Let’s move on to the social and emotional stresses of the season.
- 38% of adults feel stress of missing a loved one
- 30% report stress from extended family conflict and 15% from their children
- 64% report mental health conditions worsening over the holidays.
I feel this first one deeply. We are coming up on the fourth Thanksgiving and Christmas without my mother-in-law and I still go into emotional spirals thinking about how she would’ve enjoyed the get togethers, watching the kids open gifts, or baking. It overwhelms me with sadness to not have her there with us. The thing I am not good at, which I would encourage you to do is, acknowledge that sadness and be open about it. Have at least one person you can share those feelings with, because an emotional release may give you the relief you need to enjoy the holidays.
Secondly, be willing to set clear boundaries to protect your well-being. You likely feel like you need to say yes because so-and-so expects this and so-and-so wants this, but if you are not prepared to handle it and it is not going to be a make or break for your season…SAY NO! This next one goes with what I just said – know yourself and seek additional help if you need it. Maybe most Thanksgivings you are happy to host a big family get together, but this year you have added job stress, financial hardships, or experienced some sort of trauma that is making it difficult to push through. Feel free to speak up and say you cannot handle the same workload you have before, whether it is passing it off completely or asking to split up the workload.
This last one is inspired by my family members…don’t be afraid to separate yourself from the group. There is no shame in putting yourself on a grown-up time out and recharging your battery. The holiday season is LONG-set yourself up for a marathon, not a spring.
The last one is a little less statistic based, but still important. During the holidays, the lack of time is a significant stressor and many report that having guests reduces their sleep. Here is where you have to be really CLEAR and FIRM in your boundaries!
First, I am going to tell you that we all have the same 24 hours. Holiday days are not longer than the rest of the year. That means you don’t have a higher capacity to take on more…so don’t! Welcome guests, whether for the day or weekend, who will give you freedom to keep your schedules. It can be very stressful to feel like you have to alter your plans around your company, so set the expectations that you won’t.
You will have to find a way to do this with kindness, but if you have that houseguest who is a menace to your (or your families) peace and sleep schedules, let them know they need to find other arrangements. How you handle this will be very different depending on the relationship and why you are setting this boundary-I highly recommend ChatGPT for verbiage (no joke), and no matter what, make sure you and your family are on the same page and handle the situation with solidarity.
A couple other random holiday stresses: concerns about diet/weight gain and increased alcohol consumption, and here is my best advice. Enjoy everything in moderation and make a plan to get back on track after New Year’s.

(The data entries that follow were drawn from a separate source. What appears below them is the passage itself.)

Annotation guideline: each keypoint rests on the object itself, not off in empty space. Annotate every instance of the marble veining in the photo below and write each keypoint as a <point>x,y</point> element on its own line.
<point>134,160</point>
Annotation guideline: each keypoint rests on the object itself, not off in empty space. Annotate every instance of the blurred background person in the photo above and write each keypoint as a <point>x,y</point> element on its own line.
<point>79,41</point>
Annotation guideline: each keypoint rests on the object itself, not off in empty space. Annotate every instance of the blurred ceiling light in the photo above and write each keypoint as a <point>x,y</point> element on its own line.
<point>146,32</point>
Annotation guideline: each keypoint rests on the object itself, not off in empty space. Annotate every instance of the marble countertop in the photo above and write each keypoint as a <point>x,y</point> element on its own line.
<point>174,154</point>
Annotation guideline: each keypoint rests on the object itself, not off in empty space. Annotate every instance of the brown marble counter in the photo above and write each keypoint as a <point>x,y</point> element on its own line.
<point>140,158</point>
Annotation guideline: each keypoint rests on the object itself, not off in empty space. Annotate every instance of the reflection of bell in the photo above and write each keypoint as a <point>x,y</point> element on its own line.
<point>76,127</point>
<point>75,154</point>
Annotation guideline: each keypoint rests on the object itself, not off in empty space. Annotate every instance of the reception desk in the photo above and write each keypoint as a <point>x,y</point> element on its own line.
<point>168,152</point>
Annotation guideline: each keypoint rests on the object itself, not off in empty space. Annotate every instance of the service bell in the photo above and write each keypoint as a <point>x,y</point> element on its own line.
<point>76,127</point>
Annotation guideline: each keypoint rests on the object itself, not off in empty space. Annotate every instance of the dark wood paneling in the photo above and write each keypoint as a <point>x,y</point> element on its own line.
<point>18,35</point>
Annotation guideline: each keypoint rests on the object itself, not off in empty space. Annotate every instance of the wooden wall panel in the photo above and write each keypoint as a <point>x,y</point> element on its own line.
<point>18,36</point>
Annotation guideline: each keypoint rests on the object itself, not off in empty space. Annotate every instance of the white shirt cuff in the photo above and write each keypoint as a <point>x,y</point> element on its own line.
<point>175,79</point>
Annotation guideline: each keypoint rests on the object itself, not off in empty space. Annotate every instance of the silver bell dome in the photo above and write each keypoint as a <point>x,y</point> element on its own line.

If you feel committed to sticking to a diet or limiting alcohol intake, find an accountability partner and don’t be afraid to tell supportive people around you what your intentions are so they don’t unintentionally tempt you.
The holidays are meant to be happy, and you don’t have to sacrifice your happiness, or health, or wealth, for family and friends. Spend some time now thinking about the financial, social and emotional, and time implications of the season. Are there problems on the horizon? Make a plan now to squash them! If you need help crafting that plan to maintain your sanity, don’t hesitate to reach out. I can help you with the what to say 😉
This is me and my family wishing you and your family a very happy, peaceful, and reduced stress holiday.